Marina Bay Sands is likely the most profitable resort and casino in the history of the gaming industry. One of only two casinos in Singapore, Las Vegas Sands' (NYSE:LVS) crown jewel generates more than $1.5 billion of property EBITDA, a proxy for cash flow, each year, and has been an incredible success in Asia's gaming market.
As profitable as Marina Bay Sands has been, though, it's nearly a decade old, and EBITDA has stagnated and even fallen recently. The problem is that Asia's gaming market is only getting more competitive, and Marina Bay Sands may not be the best positioned to grow.
What's going on at Marina Bay Sands
The chart below shows Marina Bay Sands' quarterly property EBITDA since 2011, shortly after the resort opened. You can see that there hasn't been much growth in the trendline, and if we dig deeper into the numbers we can see a sharper decline beginning in 2018.
Each quarter, Las Vegas Sands reports the rolling chip and non-rolling chip volume of tables in the casino. These are measures of the VIP and mass market play, respectively, but they remove luck. In every quarter in 2018 we see VIP play on the decline, and in three of four quarters mass market play fell versus a year ago.
The drop in play isn't reflected in the EBITDA numbers above because 2018 has been an unusually lucky year for Marina Bay Sands. The first quarter in particular saw the casino win almost 50% more than normal luck would expect. Without that lucky quarter, results would likely show a decline in EBITDA shaping up.
The key for Las Vegas Sands
Trends for Marina Bay Sands are important because the resort generates nearly a third of Las Vegas Sands' EBITDA overall. If revenue and EBITDA are falling, as gaming volume would predict, that doesn't bode well for the company's financial performance going forward. This isn't to say that Marina Bay Sands is a bad asset -- far from it.
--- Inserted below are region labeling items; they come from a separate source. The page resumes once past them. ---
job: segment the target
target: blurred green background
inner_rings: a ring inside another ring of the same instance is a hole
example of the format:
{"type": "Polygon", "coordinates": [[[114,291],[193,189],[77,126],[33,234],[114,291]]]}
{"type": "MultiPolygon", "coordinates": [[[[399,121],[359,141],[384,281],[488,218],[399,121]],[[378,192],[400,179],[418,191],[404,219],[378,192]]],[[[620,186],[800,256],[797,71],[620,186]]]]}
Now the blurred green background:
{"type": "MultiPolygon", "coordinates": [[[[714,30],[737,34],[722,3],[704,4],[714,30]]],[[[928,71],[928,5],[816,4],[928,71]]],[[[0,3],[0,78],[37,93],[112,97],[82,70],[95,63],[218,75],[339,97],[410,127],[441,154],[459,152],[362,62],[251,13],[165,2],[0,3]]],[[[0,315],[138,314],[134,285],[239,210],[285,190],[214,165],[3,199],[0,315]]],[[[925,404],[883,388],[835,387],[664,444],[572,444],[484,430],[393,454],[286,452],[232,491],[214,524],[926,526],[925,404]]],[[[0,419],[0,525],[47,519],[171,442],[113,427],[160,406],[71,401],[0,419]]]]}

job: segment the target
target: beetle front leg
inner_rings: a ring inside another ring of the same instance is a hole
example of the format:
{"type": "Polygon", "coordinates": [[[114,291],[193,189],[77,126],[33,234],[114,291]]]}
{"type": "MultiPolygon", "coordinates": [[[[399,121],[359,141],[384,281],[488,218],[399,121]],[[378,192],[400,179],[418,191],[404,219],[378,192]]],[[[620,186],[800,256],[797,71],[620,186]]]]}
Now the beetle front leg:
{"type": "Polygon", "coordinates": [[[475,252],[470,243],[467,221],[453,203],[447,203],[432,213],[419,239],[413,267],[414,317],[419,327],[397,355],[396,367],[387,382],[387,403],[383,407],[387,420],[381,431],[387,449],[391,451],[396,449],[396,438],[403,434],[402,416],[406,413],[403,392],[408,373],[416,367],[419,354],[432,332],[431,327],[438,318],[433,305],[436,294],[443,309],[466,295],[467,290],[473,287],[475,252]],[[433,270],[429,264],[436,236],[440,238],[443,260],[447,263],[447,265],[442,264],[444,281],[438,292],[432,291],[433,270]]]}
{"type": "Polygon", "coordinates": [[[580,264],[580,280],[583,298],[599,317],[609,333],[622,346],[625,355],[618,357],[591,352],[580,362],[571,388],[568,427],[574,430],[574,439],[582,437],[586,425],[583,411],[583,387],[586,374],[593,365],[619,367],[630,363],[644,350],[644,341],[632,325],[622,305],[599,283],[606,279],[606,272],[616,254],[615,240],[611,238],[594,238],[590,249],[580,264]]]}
But we may have already seen the peak performance of the resort.
Competition is already starting to creep into Asia, with Macau expanding gaming, Korea and the Philippines opening resorts, and Japan considering mega-resorts for itself. When Singapore was the only game for thousands of miles around it was a logical stop for gamblers, but now it's facing stiff competition.
There's also fear, based in evidence, that China's economy may be starting to slow down. China fuels Asia's economy, and if it slows down there will be repercussions for Marina Bay Sands. If the resorts' performance has stagnated in a growing economy, it doesn't bode well for trends in a bad economy.
Investors should keep an eye on Marina Bay Sands' gaming volume trends over the next few quarters for further deterioration in gaming. If players are no longer gambling like they used to it would be a huge hit to the company's earnings, and given the resort's size it would be a tough loss of revenue to make up.